At that point I wasn’t sure anything could have happened I’d remotely care about; I’d just put one of my favourite people in the world into the ground, and I felt so disconnected from myself it was like I’d just watched the events unfold out of my own body.

“They’re here,” she said, with a serious expression while the girls all looked sombrely at me.

“Who’s here?” I blinked, not having an iota who she was talking about.

“Sex God and Professor Ride have both appeared to show their respects today love,” Niamh answered.

I blinked as I realised who she meant - Connor and Ronan.

.. both here in Clon.
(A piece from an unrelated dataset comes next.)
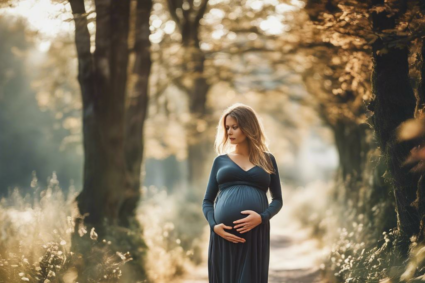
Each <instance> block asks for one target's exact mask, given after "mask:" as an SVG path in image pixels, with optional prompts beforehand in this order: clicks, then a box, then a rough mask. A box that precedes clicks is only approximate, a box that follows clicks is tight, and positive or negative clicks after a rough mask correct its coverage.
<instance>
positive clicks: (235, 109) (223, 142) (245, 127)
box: [214, 103, 275, 174]
mask: <svg viewBox="0 0 425 283" xmlns="http://www.w3.org/2000/svg"><path fill="white" fill-rule="evenodd" d="M227 116H230V117H233V118H234V119H235V120H236V121H237V123H238V127H240V129H241V131H242V132H243V133H244V134H245V135H246V139H247V142H248V150H249V161H250V162H251V163H252V164H254V165H257V166H259V167H261V168H263V169H264V171H266V172H267V173H269V174H271V173H275V172H274V167H273V163H272V161H271V159H270V157H269V154H268V153H270V151H269V149H268V146H267V144H268V141H267V137H266V136H265V134H264V131H263V126H262V124H261V122H260V121H259V119H258V118H257V114H256V113H255V111H254V109H252V108H251V107H250V106H248V105H245V104H242V103H235V104H233V105H231V106H229V107H228V108H227V109H226V110H225V111H224V112H223V114H222V116H221V118H220V120H219V122H218V125H217V134H216V137H215V142H214V147H215V150H216V152H217V153H218V154H219V155H221V154H226V153H228V152H229V149H230V147H231V144H230V143H229V138H228V135H227V131H226V118H227Z"/></svg>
This was not a curveball I was expecting.

I thought Connor was gone back to base and Ronan must have been scanning RIP.ie to get the details to show up today.

Given the exceptionally convoluted love triangle I’d found myself in over the past few months, it wasn’t exactly great news.

But having said that, my world had just fallen apart, so a larger part of me really couldn’t have cared less.

“Well at least there’ll be a bit of eye candy amongst all the sad faces at the pub,” I shrugged.

Ella beamed at me. “That’s my girl, I knew you’d take it in your st—arrrgggghhh.

” I spun around just in time to watch her stumble straight over the kerb of the closest grave and land face first in the very freshly dug soil piled on top of Mr Brannigan at his funeral four days ago.

The place erupted in laughter as she pulled her muddy face out of the pile to look at us, and the look of utter horror on her face set me off, until I felt like I couldn’t breathe from laughing.

I even spotted Dad belly laughing behind the gates, watching my childhood best friend pull herself out of a grave the day we buried my brother.

Her dependable idiocy was exactly what I needed to make my heart feel just a little warmer - even if it was just for a minute.

By the time we strolled down to the pub, Ella was still smarting over the humiliation of having the whole congregation laughing at her, while my cousin Tessa regaled me of her experience at the wake last night.

It involved Uncle Murty choking all the extended family with his noxious gas after ignoring the warning to stay away from sandwiches with lettuce.

His reputation had always preceded him at family events, and no one ever wanted to be near him if he’d consumed greens.

“So, Aunty Carol had her head out the window for a good two hours while she shouted what a repulsive bastard he is.” I laughed along with her, thinking of all the stupid things that had happened over the past two days that had caused laughter.

While the ordeal of the wake had been tough, with hours and hours of sympathisers and callers, there was no denying the sense of community that came off the back of a tragedy like ours.